L’Inde demande à WhatsApp de justifier son projet de noms d’utilisateur face aux risques d’escroquerie et d’usurpation d’identité

Le ministère indien de l’Électronique et des Technologies de l’information a demandé à WhatsApp de justifier sa future fonctionnalité de noms d’utilisateur, avertissant que ce changement pourrait crée...

Le ministère indien de l’Électronique et des Technologies de l’information a demandé à WhatsApp de justifier sa future fonctionnalité de noms d’utilisateur, avertissant que ce changement pourrait créer de nouvelles opportunités de fraude. Le gouvernement a donné trois jours à la plateforme de messagerie pour répondre et lui a demandé de suspendre le déploiement jusqu’à ce que les autorités soient satisfaites des mesures de protection mises en place.

WhatsApp a annoncé le 29 juin que les utilisateurs pourront bientôt réserver des noms d’utilisateur et discuter sans révéler immédiatement leur numéro de téléphone. Meta affirme que cette fonctionnalité vise à offrir davantage de confidentialité aux personnes qui contactent des camarades de classe, des voisins, des collègues et d’autres groupes. L’entreprise a également précisé que les noms d’utilisateur ne pourront pas être identiques à ceux déjà utilisés sur Facebook ou Instagram, sauf si le même titulaire contrôle les comptes concernés.

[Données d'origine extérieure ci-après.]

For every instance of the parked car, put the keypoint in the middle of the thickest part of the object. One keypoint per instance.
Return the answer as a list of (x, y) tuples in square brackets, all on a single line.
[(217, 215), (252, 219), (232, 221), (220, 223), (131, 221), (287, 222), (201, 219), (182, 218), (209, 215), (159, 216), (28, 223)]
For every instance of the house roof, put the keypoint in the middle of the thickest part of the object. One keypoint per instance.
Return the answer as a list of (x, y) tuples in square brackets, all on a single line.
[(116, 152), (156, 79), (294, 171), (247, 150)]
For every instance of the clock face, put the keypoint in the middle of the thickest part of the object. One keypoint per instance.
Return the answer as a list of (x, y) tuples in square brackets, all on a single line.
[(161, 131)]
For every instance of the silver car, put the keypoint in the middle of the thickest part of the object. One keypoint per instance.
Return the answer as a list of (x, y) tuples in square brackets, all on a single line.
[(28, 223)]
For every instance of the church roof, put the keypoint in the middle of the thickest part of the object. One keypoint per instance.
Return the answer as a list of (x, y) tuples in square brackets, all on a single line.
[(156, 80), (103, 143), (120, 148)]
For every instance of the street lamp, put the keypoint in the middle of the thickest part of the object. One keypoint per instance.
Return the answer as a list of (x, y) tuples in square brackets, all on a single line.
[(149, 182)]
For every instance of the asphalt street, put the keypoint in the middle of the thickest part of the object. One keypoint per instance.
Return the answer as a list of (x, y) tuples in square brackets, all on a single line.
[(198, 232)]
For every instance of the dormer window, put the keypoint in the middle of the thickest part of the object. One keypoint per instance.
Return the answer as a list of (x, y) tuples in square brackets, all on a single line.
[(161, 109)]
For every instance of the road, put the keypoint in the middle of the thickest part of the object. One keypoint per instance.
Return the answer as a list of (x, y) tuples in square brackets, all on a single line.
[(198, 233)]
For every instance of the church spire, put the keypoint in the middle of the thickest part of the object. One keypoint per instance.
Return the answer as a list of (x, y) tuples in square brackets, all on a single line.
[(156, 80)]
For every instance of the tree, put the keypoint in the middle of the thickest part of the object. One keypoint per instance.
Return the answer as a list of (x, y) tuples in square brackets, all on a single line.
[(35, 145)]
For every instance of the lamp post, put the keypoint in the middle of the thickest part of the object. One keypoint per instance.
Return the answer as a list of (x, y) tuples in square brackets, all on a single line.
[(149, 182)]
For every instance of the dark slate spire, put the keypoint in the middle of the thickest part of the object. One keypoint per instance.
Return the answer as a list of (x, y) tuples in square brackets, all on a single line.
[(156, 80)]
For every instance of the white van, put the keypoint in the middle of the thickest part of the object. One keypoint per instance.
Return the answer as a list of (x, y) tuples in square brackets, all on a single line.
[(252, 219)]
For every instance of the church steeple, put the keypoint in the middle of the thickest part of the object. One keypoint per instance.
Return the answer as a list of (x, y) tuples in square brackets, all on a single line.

Les inquiétudes du gouvernement

Selon les responsables indiens, le fait de masquer les numéros de téléphone lors du premier contact pourrait permettre plus facilement à des criminels de se faire passer pour des banques, des organismes publics ou d’autres entités de confiance. Dans sa lettre, le ministère a évoqué les risques d’hameçonnage, d’usurpation d’identité et d’arnaques dites à l’arrestation numérique, dans lesquelles les attaquants font pression sur leurs victimes en prétendant représenter les forces de l’ordre ou des organismes gouvernementaux.

Le gouvernement a invoqué l’Information Technology Act de 2000 et les IT Rules de 2021 comme fondement juridique de sa demande. Toutefois, des défenseurs des droits numériques se sont demandé si ces lois conféraient au ministère le pouvoir d’empêcher ainsi le lancement d’un produit.

L’Internet Freedom Foundation, qui a publié une copie de la lettre, a soutenu que le ministère interprétait la loi au-delà de son intention initiale. Le groupe a comparé cette demande à une précédente tentative visant à imposer l’autorisation du gouvernement avant la mise à disposition publique de produits d’intelligence artificielle, une mesure qui avait ensuite été retirée.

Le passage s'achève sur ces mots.